Bruno Chaudret, graduated from École Nationale Supérieure de Chimie de Paris in 1975. He received his Ph.D. from Imperial College London in 1977 with Sir Geoffrey Wilkinson and the degree of a "Docteur ès Sciences" at the University of Toulouse in 1979. He is now “Director of Research CNRS”, Director of the "Laboratoire de Chimie de Coordination CNRS" in Toulouse and a member of the French Academy of Science.

He developed in the early 80s the synthesis of hydride and dihydrogen complexes and investigated by NMR their exchange processes which follow classical or quantum-mechanical pathways. These studies have been extended to the coordination of other simple groups such as C-H and Si-H, and led to a creative chemistry as well as to new catalytic processes.

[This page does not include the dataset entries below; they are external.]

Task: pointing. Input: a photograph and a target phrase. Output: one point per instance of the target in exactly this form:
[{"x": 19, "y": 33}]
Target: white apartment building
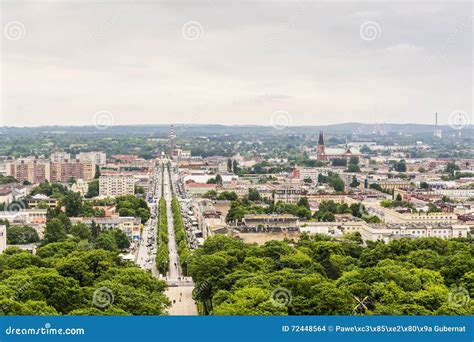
[
  {"x": 3, "y": 238},
  {"x": 116, "y": 184},
  {"x": 96, "y": 157},
  {"x": 387, "y": 232},
  {"x": 57, "y": 157}
]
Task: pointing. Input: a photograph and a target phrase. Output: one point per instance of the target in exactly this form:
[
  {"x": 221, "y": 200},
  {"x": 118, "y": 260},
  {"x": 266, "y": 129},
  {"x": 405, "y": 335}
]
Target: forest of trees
[{"x": 318, "y": 275}]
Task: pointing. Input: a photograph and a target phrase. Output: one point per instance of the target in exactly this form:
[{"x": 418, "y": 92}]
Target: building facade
[{"x": 116, "y": 184}]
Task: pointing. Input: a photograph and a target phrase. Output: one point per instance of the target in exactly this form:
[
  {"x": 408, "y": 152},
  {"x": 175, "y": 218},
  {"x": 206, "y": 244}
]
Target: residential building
[
  {"x": 57, "y": 157},
  {"x": 3, "y": 238},
  {"x": 96, "y": 157},
  {"x": 72, "y": 169},
  {"x": 29, "y": 169}
]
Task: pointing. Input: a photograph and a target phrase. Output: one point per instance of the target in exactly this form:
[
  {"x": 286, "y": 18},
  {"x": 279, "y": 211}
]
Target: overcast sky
[{"x": 234, "y": 62}]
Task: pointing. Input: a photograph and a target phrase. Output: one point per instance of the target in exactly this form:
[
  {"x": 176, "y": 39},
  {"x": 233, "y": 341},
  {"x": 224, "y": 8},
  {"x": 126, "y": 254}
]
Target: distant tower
[
  {"x": 437, "y": 132},
  {"x": 171, "y": 141},
  {"x": 321, "y": 149}
]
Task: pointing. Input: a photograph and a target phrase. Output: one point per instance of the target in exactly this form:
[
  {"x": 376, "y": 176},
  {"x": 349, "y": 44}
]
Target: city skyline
[{"x": 234, "y": 64}]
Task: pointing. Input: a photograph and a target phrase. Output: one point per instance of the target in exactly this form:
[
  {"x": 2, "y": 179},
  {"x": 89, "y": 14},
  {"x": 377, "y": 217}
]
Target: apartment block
[
  {"x": 116, "y": 184},
  {"x": 31, "y": 170},
  {"x": 64, "y": 171},
  {"x": 96, "y": 157}
]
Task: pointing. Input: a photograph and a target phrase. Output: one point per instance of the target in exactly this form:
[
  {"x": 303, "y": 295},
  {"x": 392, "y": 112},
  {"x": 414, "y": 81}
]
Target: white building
[
  {"x": 3, "y": 238},
  {"x": 116, "y": 184},
  {"x": 96, "y": 157},
  {"x": 80, "y": 186}
]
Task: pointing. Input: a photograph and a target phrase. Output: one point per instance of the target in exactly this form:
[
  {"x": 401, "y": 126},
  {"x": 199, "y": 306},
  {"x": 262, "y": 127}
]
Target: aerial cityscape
[{"x": 154, "y": 220}]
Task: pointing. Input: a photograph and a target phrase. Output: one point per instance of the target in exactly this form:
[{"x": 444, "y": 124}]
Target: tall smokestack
[{"x": 171, "y": 140}]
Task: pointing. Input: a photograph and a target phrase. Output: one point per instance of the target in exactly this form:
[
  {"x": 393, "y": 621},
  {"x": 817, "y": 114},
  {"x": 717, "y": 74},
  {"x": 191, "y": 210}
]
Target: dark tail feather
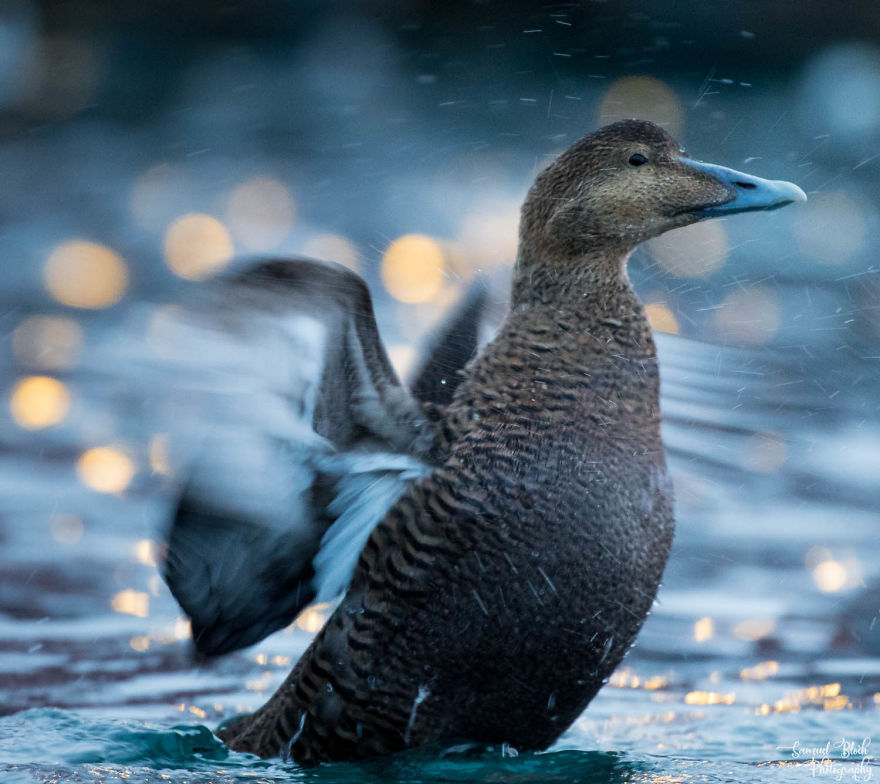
[{"x": 453, "y": 347}]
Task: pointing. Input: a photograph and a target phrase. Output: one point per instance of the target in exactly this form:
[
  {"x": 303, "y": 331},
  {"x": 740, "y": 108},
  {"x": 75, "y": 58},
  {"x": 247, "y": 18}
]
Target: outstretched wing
[{"x": 300, "y": 424}]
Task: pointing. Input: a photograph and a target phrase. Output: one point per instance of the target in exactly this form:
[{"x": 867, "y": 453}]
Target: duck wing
[{"x": 305, "y": 437}]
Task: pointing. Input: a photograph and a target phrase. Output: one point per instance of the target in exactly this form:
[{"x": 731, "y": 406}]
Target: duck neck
[{"x": 589, "y": 294}]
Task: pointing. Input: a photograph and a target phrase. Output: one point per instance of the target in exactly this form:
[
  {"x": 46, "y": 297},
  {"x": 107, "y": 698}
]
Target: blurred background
[{"x": 145, "y": 147}]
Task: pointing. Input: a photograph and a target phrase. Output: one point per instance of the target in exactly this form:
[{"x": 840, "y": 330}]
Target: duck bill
[{"x": 749, "y": 193}]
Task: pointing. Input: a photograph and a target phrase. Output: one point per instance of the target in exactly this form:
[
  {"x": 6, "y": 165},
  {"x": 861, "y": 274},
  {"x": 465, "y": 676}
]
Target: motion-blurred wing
[
  {"x": 452, "y": 348},
  {"x": 300, "y": 420}
]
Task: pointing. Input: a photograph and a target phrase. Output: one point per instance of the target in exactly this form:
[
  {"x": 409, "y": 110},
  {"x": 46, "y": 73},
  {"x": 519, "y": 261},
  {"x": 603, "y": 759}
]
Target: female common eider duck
[{"x": 498, "y": 549}]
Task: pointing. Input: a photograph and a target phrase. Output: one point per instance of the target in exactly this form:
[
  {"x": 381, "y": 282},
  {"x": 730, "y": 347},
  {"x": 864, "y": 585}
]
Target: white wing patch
[{"x": 369, "y": 485}]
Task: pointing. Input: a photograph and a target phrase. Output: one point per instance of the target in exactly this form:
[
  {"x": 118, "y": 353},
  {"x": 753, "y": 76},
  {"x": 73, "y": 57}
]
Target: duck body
[
  {"x": 506, "y": 582},
  {"x": 529, "y": 576}
]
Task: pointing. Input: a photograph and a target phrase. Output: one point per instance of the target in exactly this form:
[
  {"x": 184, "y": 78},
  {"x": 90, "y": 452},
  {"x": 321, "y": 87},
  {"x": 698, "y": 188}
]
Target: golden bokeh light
[
  {"x": 661, "y": 318},
  {"x": 488, "y": 237},
  {"x": 66, "y": 529},
  {"x": 761, "y": 671},
  {"x": 644, "y": 97},
  {"x": 85, "y": 274},
  {"x": 260, "y": 213},
  {"x": 312, "y": 618},
  {"x": 412, "y": 268},
  {"x": 830, "y": 576},
  {"x": 139, "y": 642},
  {"x": 692, "y": 251},
  {"x": 333, "y": 247},
  {"x": 131, "y": 602},
  {"x": 197, "y": 246},
  {"x": 38, "y": 402},
  {"x": 830, "y": 228},
  {"x": 144, "y": 552},
  {"x": 47, "y": 342},
  {"x": 709, "y": 698},
  {"x": 764, "y": 452},
  {"x": 754, "y": 629},
  {"x": 704, "y": 629},
  {"x": 105, "y": 469},
  {"x": 750, "y": 315}
]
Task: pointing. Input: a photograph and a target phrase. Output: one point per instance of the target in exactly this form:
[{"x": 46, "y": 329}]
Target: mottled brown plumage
[{"x": 499, "y": 593}]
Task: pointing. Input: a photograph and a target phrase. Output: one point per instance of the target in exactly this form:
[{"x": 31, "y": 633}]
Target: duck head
[{"x": 626, "y": 183}]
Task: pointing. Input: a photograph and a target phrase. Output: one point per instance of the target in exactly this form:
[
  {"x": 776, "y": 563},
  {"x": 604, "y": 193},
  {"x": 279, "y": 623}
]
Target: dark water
[{"x": 763, "y": 646}]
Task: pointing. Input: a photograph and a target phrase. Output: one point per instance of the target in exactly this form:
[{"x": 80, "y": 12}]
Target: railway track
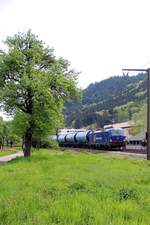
[{"x": 140, "y": 153}]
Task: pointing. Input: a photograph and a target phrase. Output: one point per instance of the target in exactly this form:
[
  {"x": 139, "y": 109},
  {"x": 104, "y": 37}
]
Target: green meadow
[{"x": 75, "y": 188}]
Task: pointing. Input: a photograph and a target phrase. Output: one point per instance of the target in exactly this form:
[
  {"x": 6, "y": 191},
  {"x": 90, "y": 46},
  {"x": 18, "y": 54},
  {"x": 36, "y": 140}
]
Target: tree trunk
[{"x": 27, "y": 144}]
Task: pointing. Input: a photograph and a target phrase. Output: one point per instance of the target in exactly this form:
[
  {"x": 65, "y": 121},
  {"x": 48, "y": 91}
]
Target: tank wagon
[{"x": 106, "y": 139}]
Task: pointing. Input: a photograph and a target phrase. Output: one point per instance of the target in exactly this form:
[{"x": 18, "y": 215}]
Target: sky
[{"x": 98, "y": 37}]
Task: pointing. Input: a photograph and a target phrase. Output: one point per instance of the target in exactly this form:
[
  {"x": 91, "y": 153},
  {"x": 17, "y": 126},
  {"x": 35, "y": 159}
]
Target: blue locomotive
[{"x": 106, "y": 139}]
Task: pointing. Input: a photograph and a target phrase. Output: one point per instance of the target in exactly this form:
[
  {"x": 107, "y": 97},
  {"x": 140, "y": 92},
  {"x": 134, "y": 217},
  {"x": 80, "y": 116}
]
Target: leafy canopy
[{"x": 34, "y": 84}]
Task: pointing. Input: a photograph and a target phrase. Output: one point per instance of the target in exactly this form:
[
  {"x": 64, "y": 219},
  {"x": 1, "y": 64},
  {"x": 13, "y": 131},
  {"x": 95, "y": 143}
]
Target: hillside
[{"x": 115, "y": 99}]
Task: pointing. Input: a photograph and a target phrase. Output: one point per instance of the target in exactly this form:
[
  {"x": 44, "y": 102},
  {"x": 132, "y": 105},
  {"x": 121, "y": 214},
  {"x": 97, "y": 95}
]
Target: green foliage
[
  {"x": 72, "y": 188},
  {"x": 140, "y": 119},
  {"x": 119, "y": 98},
  {"x": 34, "y": 85}
]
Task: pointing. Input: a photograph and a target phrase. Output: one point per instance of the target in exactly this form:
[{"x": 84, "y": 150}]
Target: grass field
[
  {"x": 72, "y": 188},
  {"x": 7, "y": 151}
]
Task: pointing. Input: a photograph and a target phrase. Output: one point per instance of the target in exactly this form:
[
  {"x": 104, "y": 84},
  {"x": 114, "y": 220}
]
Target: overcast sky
[{"x": 98, "y": 37}]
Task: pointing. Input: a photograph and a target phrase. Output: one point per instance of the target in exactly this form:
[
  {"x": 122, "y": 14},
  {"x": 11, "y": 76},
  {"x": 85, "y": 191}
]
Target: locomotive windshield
[{"x": 117, "y": 132}]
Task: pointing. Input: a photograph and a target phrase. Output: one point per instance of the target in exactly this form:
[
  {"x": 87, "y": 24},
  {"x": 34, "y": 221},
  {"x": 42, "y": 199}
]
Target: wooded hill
[{"x": 115, "y": 99}]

In the early 90s, Bruno Chaudret developed an organometallic method for the synthesis of metal or metal oxide nanoparticles. The mild conditions used allowed the control of the particle size and size distribution together with that of the surface species present on the nanoparticles (hydrides, organic or inorganic molecules). These particles exhibit physical properties, in particular magnetic properties, similar to those studied using high-vacuum methods. According to the reaction conditions, the particles adopt precise shapes (spheres, cubes, rods, wires, urchins, fractal structures) and may assemble into two- or three-dimensional super-crystals in which the particles diameters can vary between 1 and 15 nm. These new nano-objects display interesting properties in various domains such as catalysis (enantioselective), magnetism, optics, micro- and nanoelectronics. The most promising applications are presently found in devices for micro-electronics among which gas sensors have lead to a practical industrial applications.